The Presidential Committee on the Fourth Industrial Revolution said it selected districts in the administrative hub city Sejong and port city of Busan as places to apply innovative technologies, including autonomous driving, artificial intelligence, smart energy management and virtual reality, in order to make them world-renowned smart cities by 2023.
The 274.1 million-square-meter district named Yeondong-myeon in Sejong, Chungcheong Province, which is home to government officials working for ministries and agencies, will be developed as a smart city focusing on energy and transportation, the committee said.
The 219.4 million-square-meter area dubbed “Eco Delta City” in Busan -- near Gimhae Airport -- will be developed with a goal of becoming a global logistics city. To maintain its port city image, the smart city will be provided with hydrothermal energy.
The government-led smart city projects are to be “human-centered,” the committee highlighted.

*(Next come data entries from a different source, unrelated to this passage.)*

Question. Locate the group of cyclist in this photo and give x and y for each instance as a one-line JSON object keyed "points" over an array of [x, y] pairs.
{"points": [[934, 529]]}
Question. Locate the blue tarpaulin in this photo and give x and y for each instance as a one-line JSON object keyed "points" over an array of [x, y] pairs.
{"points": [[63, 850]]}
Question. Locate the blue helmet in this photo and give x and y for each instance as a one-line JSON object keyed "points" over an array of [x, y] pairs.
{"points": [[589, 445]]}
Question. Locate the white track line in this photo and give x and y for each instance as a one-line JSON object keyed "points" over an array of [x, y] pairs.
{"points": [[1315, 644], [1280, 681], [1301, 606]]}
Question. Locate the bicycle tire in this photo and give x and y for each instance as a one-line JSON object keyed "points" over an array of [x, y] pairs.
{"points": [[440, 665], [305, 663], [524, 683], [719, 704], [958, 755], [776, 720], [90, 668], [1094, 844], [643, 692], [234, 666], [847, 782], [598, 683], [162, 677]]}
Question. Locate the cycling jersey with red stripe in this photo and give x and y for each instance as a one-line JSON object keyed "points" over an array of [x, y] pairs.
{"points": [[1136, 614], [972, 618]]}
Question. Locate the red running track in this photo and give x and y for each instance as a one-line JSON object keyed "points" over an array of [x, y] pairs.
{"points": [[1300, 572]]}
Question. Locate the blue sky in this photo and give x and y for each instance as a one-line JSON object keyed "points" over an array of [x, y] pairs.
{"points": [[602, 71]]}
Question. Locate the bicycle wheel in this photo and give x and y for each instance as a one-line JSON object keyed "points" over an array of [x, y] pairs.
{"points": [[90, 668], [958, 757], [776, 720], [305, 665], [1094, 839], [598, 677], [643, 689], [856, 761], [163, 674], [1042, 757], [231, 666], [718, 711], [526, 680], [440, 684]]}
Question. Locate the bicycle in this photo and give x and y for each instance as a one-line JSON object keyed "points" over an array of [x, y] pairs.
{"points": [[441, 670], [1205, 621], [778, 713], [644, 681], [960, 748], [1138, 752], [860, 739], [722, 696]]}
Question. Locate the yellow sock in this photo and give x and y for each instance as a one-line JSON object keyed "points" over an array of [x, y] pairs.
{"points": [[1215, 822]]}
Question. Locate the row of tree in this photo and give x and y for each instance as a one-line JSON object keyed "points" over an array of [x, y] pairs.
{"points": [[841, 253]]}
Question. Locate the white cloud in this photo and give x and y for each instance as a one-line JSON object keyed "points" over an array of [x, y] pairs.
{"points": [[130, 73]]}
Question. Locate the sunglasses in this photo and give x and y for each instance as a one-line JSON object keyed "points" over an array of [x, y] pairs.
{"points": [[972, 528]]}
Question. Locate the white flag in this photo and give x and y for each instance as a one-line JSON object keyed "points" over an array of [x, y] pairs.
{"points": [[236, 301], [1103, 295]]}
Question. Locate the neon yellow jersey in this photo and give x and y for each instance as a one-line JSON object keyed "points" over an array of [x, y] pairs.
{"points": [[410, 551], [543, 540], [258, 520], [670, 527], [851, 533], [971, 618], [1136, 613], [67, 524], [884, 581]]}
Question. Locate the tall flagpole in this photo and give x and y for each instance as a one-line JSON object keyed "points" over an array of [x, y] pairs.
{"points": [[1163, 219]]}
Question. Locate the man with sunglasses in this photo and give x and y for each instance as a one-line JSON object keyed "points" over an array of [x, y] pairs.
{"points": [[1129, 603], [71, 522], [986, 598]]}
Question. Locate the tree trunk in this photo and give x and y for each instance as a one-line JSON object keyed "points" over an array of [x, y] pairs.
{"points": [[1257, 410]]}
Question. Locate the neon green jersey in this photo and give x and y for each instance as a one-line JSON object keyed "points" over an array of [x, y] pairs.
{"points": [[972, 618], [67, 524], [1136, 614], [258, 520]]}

For instance, if a fire breaks out, sensors in nearby buildings will sound the alarm to alert people around the neighborhood. Fire engines will be guided by a disaster control tower in the region to take the fastest route to the scene.
Living in smart homes, residents of the smart cities will receive information regarding the weather and fine dust in real time. Their commuting times will be reduced with the help of vehicles and drone taxies based on an intelligent transportation system.
The committee plans to begin construction in the districts in the first half of next year.
“A smart city is a meaningful platform where all technologies and services born from the ‘fourth industrial revolution’ can be realized,” Chang Byung-gyu, head of the committee, said at a meeting.
President Moon Jae-in has also emphasized smart cities as an important policy task that will allow people to experience the fourth industrial revolution.
The fourth industrial revolution has become an economic mantra of the Moon government, which focuses on boosting industrial sectors such as self-driving, drones and robots as new growth engines.
With the participation of six government branches, including the Ministry of Land, Infrastructure and Transport, Ministry of Strategy and Finance and the Ministry of Science and ITC, the smart city projects will be expanded from Sejong and Busan to Naju, South Jeolla Province, and Gimcheon, North Gyeongsang Province, the committee said.
“In order to have smart cities settle down as a sustainable platform, it is important to induce participation from citizens and private businesses to address problems together,” Chang said.
Compared to state-run development projects where decisions were unilaterally made by the government and led by public institutions, the committee vowed to lead the upcoming projects based on “open expandability” that will encourage the private sector to take part in realizing smart services.
“A pan-governmental collaboration system and participation from the private sector will be necessary to make the test-bed cities successful,” said Sohn Byoung-seok, first vice minister at the Land Ministry.